Okazało się, że to Marcin R. i był w grupie, która w latach 2011-2012 prowadziła fabrykę marihuany w Pawłosiowie. Prokuratura oskarżyła go o udział w zorganizowanej grupie przestępczej, wytwarzanie znacznej ilości marihuany i przemycania dwa razy do Holandii ok. 10 kg „Amnezji” (wysokiej jakości marihuany) oraz fałszowania dokumentu. 

Sąd Okręgowy w Przemyślu skazał Marcina R. na 5 lat więzienia. On sam przyznał się do większości przestępstw, zaprzeczył tylko, że brał udział w przemycie marihuany (wartej na „czarnym rynku” co najmniej 30 tys. euro) do Holandii. 

Prokuratura poszukuje ostatniej osoby za udział w grupie przestępczej. To pochodzący z Legnicy na Dolnym Śląsku Marek J., ps. „Pershing”. On też ukrywa się przed policją, za nim również wydano list gończy i ENA. „Pershing” prawdopodobnie ukrywa się na terenie Wielkiej Brytanii.

„Profesjonalna” plantacja 

Plantacja była „profesjonalnie” przygotowana. W dwóch pomieszczeniach odbywała się hodowla roślin, w dwóch kolejnych były suszarnie, w jednym hodowla nowych krzewów. Na terenie plantacji zamontowano specjalistyczne oświetlenie, systemy wentylacyjne oraz dostarczające wodę do rosnących w donicach krzewów konopi.

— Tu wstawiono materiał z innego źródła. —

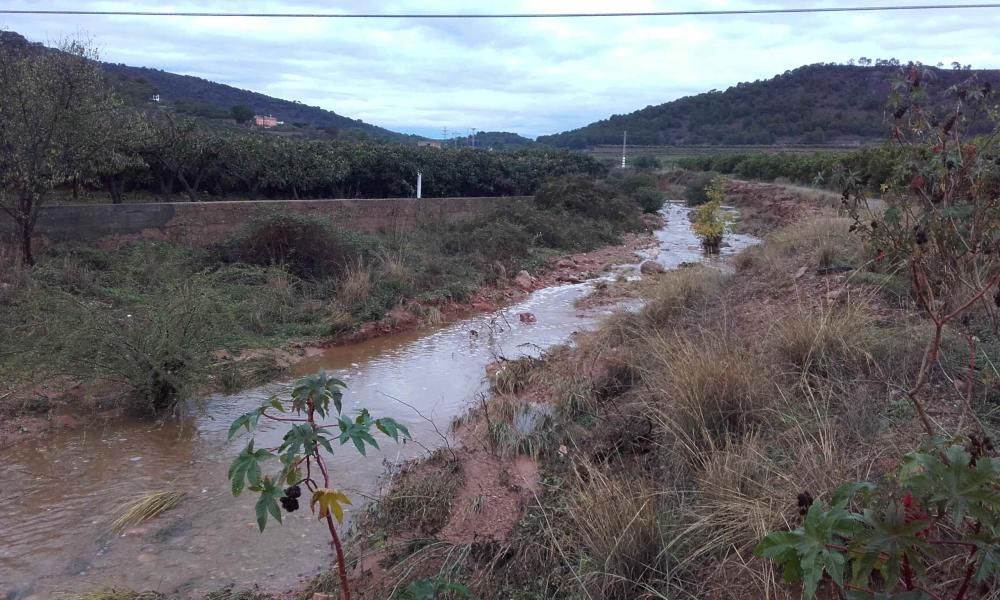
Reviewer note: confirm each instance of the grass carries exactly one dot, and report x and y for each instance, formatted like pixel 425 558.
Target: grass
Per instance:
pixel 145 507
pixel 678 436
pixel 420 498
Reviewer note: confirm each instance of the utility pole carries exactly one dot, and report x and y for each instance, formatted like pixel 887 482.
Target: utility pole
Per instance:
pixel 624 137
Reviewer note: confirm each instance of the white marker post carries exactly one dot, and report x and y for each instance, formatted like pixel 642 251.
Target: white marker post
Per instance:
pixel 624 136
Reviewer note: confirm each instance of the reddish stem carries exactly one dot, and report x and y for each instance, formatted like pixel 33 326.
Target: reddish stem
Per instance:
pixel 286 419
pixel 970 570
pixel 907 574
pixel 345 588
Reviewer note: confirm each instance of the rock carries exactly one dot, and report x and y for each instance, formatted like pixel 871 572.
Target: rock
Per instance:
pixel 651 267
pixel 524 281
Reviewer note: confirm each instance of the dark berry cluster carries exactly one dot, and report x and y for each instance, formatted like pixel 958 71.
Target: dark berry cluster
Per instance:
pixel 290 501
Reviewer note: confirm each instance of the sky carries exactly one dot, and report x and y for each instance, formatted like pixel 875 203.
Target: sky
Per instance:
pixel 532 77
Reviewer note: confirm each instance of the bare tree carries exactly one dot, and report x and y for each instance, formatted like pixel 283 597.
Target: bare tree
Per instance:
pixel 56 114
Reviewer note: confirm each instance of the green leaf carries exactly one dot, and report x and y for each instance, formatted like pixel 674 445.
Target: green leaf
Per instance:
pixel 245 468
pixel 330 502
pixel 391 428
pixel 267 503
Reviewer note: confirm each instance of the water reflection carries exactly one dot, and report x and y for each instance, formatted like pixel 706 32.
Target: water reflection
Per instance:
pixel 59 494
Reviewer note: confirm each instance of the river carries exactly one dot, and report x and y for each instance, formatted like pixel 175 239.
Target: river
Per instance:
pixel 60 493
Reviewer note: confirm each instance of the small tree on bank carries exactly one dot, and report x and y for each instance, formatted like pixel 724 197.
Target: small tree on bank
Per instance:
pixel 56 116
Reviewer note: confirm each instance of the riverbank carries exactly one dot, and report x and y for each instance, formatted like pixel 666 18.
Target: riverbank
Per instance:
pixel 63 401
pixel 648 458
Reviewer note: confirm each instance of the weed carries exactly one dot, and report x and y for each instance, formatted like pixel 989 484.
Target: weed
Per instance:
pixel 145 507
pixel 421 496
pixel 707 388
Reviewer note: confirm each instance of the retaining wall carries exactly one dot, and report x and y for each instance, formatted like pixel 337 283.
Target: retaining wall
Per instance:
pixel 202 223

Aby rośliny miały utrzymaną optymalną temperaturę oraz oświetlenie, w pomieszczeniach zamontowano profesjonalne sodowe żarówki oraz tranzystory do pracy. Zainstalowano również profesjonalną wentylację wraz z filtrami, odprowadzającymi powietrze z pomieszczeń, gdzie rosły rośliny. 

Ponadto, w osobnym budynku zainstalowano specjalistyczny agregat prądotwórczy o bardzo dużej mocy. „Hodowcy” mieszkali na terenie posesji. Okna były zasłonięte i zaklejone. Wytworzona na terenie plantacji „Amnezja” hurtowo była przemycana do Holandii. Za kilogram „Amnezji” na „czarnym rynku” płaciło się 5 tys. euro. 

Fabryka marihuany w Pawłosiowie była jedną z największych w Polsce, pięć „stref” miało łącznie ok. 500 m kw. Gangsterzy zainwestowali w nią około 700 tys. zł. Liczyli, że narkobiznes przyniesie im 10 mln zł zysku. Po dwóch zbiorach planowali ją przenieść w inne miejsce. Mieli ją spalić, gdyby na trop handlarzy wpadli policjanci. Nie zdążyli.